The Oregon Health Authority publishes hospitalization data by region and by hospital here. Note that the region refers to the location of the hospital, not the residence of the patient. These data do not reflect the specific number of Hood River County residents hospitalized for COVID-19.

The Hood River County Health Department does not report recovered cases because it is not an indicator of disease resolution. People with COVID-19 (positive and presumptive cases) are released from isolation after remaining away from others for at least 10 days after illness onset. Recovery refers to those who have left isolation and are alive for 60 days. This does not mean that their symptoms have completely resolved or that they will not become infected with COVID-19 again.

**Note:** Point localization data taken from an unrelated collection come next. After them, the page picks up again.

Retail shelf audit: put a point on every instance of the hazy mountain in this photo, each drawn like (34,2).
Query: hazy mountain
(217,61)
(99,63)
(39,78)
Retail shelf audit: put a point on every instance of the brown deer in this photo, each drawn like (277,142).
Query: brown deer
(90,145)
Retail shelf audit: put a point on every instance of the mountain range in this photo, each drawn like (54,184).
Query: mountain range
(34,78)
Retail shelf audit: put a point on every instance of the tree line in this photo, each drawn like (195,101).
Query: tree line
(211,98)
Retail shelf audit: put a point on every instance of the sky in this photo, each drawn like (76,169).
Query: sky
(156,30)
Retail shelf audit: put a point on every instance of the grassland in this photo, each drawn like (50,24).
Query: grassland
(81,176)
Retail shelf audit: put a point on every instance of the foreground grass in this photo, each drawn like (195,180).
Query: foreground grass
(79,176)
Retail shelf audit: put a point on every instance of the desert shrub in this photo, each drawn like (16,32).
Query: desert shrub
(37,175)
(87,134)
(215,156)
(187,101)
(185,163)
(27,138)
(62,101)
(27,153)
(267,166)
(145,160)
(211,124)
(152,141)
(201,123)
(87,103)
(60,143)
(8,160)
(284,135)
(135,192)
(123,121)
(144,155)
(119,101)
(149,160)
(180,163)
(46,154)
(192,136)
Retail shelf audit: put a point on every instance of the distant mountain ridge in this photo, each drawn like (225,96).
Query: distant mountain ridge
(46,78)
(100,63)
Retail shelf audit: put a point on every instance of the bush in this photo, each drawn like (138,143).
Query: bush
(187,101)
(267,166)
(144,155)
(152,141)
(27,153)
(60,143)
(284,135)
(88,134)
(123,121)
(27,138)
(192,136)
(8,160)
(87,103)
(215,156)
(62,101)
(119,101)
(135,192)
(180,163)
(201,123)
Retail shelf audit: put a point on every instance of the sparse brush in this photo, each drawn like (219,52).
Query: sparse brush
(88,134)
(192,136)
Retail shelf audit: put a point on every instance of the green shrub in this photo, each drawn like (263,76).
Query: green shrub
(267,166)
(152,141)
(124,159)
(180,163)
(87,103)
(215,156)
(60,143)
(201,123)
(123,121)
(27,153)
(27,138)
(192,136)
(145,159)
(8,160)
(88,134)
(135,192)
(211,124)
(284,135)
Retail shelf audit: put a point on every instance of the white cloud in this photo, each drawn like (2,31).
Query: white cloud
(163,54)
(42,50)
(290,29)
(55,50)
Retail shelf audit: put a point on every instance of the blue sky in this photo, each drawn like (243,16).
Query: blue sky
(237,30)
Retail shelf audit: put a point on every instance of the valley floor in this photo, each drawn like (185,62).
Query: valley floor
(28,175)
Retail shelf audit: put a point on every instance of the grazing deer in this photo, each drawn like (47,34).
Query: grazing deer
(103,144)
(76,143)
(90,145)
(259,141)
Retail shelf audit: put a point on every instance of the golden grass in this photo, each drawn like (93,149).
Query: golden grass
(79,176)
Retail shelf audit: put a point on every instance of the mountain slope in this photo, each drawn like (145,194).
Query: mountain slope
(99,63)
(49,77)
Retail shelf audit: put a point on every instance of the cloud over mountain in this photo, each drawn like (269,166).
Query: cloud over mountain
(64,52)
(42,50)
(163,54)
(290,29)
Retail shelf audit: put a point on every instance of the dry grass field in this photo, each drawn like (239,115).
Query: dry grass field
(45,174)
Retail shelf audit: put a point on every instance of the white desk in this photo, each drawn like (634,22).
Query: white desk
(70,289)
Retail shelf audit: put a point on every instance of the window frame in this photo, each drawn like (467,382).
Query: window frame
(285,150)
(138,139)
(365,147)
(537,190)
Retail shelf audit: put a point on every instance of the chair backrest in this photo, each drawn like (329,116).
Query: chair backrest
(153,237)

To protect the privacy of people who have died and their families, the Hood River County Health Department releases only the age of the person who died in decile (e.g., 20s, 70s, 80s). Additional information, such as place of residence or place of employment, will not be released.

The Oregon Health Authority reports school health metrics that help schools make reopening decisions. The health department consults with schools in the county to review health and safety protocols. Please direct questions about the decision-making process on reopening schools to the specific school district or private school your child attends.

The SARS-CoV-2 virus has genetic mutations that have been emerging and circulating around the world throughout the COVID-19 pandemic.  OHA reports COVID-19 variant counts here.

The CDC has travel tips for domestic and international travel on its website. There are different travel recommendations for fully vaccinated and unvaccinated people.

If you are traveling with children who can’t get vaccinated at this time, it’s safest to follow recommendations for unvaccinated people. 

Everyone should continue to self-monitor for COVID-19 symptoms; isolate and get tested if you develop symptoms.